Araujo-Moura Keisyanne, Souza Letícia, de Oliveira Tiago Almeida, Rocha Mateus Silva, De Moraes Augusto César Ferreira, Chiavegatto Filho Alexandre
Department of Epidemiology, School of Public Health, University of São Paulo, São Paulo, Brazil.
Department of Statistic, State University of Paraíba, Campina Grande, Paraíba, Brazil.
Int J Public Health. 2025 Mar 11;70:1607944. doi: 10.3389/ijph.2025.1607944. eCollection 2025.
To develop a machine learning (ML) model utilizing transfer learning (TL) techniques to predict hypertension in children and adolescents across South America.
Data from two cohorts (children and adolescents) in seven South American cities were analyzed. A TL strategy was implemented by transferring knowledge from a CatBoost model trained on the children's sample and adapting it to the adolescent sample. Model performance was evaluated using standard metrics.
Among children, the prevalence of normal blood pressure was 88.9% (301 participants), while 14.1% (50 participants) had elevated blood pressure (EBP). In the adolescent group, the prevalence of normal blood pressure was 92.5% (284 participants), with 7.5% (23 participants) presenting with EBP. Random Forest, XGBoost, and LightGBM achieved high accuracy (0.90) for children, with XGBoost and LightGBM demonstrating superior recall (0.50) and AUC-ROC (0.74). For adolescents, models without TL showed poor performance, with accuracy and recall values remaining low and AUC-ROC ranging from 0.46 to 0.56. After applying TL, model performance improved significantly, with CatBoost achieving an AUC-ROC of 0.82, accuracy of 1.0, and recall of 0.18.
Soft drinks, filled cookies, and chips were key dietary predictors of elevated blood pressure, with higher intake in adolescents.
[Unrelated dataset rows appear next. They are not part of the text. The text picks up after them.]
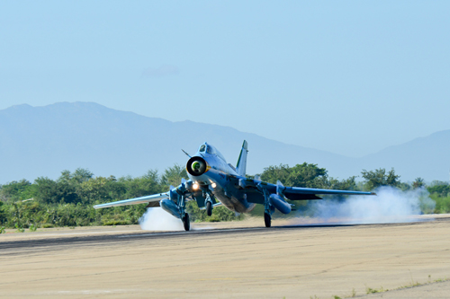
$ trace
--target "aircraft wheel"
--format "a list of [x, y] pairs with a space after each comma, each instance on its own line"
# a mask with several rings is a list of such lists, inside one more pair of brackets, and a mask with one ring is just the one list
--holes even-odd
[[184, 231], [189, 231], [191, 229], [191, 222], [189, 221], [189, 214], [185, 213], [184, 216], [181, 220], [183, 220], [183, 225], [184, 226]]
[[212, 204], [211, 201], [208, 201], [206, 203], [206, 215], [212, 215]]
[[264, 223], [266, 224], [266, 227], [270, 227], [272, 222], [272, 217], [269, 214], [264, 213]]

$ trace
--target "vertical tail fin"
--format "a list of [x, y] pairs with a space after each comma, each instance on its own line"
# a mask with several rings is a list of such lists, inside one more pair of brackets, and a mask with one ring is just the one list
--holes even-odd
[[242, 144], [242, 149], [240, 150], [239, 158], [238, 159], [238, 163], [236, 164], [236, 172], [240, 176], [246, 175], [247, 171], [247, 153], [248, 153], [248, 144], [246, 140]]

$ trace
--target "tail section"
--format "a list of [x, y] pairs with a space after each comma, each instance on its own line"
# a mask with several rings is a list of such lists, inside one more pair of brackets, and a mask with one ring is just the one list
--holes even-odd
[[240, 150], [239, 158], [238, 159], [238, 164], [236, 164], [236, 172], [240, 176], [246, 175], [247, 171], [247, 153], [248, 153], [248, 144], [246, 140], [242, 144], [242, 149]]

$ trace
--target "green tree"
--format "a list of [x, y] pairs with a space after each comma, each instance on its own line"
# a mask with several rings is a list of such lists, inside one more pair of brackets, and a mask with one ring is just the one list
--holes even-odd
[[412, 183], [413, 189], [423, 188], [425, 187], [425, 182], [422, 178], [417, 178], [416, 180]]
[[172, 167], [166, 168], [161, 176], [161, 185], [163, 186], [178, 186], [181, 179], [188, 180], [186, 169], [179, 164], [175, 164]]
[[327, 170], [319, 168], [317, 164], [304, 163], [293, 167], [280, 164], [264, 169], [261, 180], [270, 183], [276, 183], [279, 180], [285, 186], [326, 188]]
[[373, 190], [382, 186], [399, 187], [400, 183], [399, 180], [400, 175], [395, 174], [393, 168], [388, 173], [386, 173], [384, 168], [380, 168], [370, 171], [363, 170], [361, 174], [365, 180], [364, 187], [368, 190]]

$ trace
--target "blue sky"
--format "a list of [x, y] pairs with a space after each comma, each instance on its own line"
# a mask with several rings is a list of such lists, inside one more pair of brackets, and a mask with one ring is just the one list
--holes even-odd
[[449, 12], [448, 1], [2, 1], [0, 109], [94, 101], [361, 156], [450, 129]]

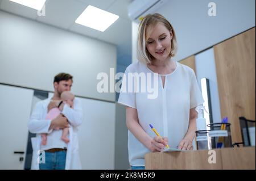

Machine learning with transfer learning effectively identified these risks, emphasizing the need for early dietary interventions to prevent hypertension and support cardiovascular health in pediatric populations.
开发一种利用迁移学习(TL)技术的机器学习(ML)模型,以预测南美洲儿童和青少年的高血压情况。
分析了来自南美洲七个城市的两个队列(儿童和青少年)的数据。通过将在儿童样本上训练的CatBoost模型的知识进行迁移并使其适应青少年样本,实施了一种迁移学习策略。使用标准指标评估模型性能。
在儿童中,正常血压的患病率为88.9%(301名参与者),而14.1%(50名参与者)血压升高(EBP)。在青少年组中,正常血压的患病率为92.5%(284名参与者),7.5%(23名参与者)血压升高。随机森林、XGBoost和LightGBM在儿童中实现了较高的准确率(0.90),XGBoost和LightGBM表现出更高的召回率(0.50)和AUC-ROC(0.74)。对于青少年,未使用迁移学习的模型表现不佳,准确率和召回率值较低,AUC-ROC在0.46至0.56之间。应用迁移学习后,模型性能显著提高,CatBoost的AUC-ROC为0.82,准确率为1.0,召回率为0.18。
软饮料、夹心饼干和薯片是血压升高的关键饮食预测因素,青少年摄入量更高。采用迁移学习的机器学习有效地识别了这些风险,强调了早期饮食干预对预防儿科人群高血压和支持心血管健康的必要性。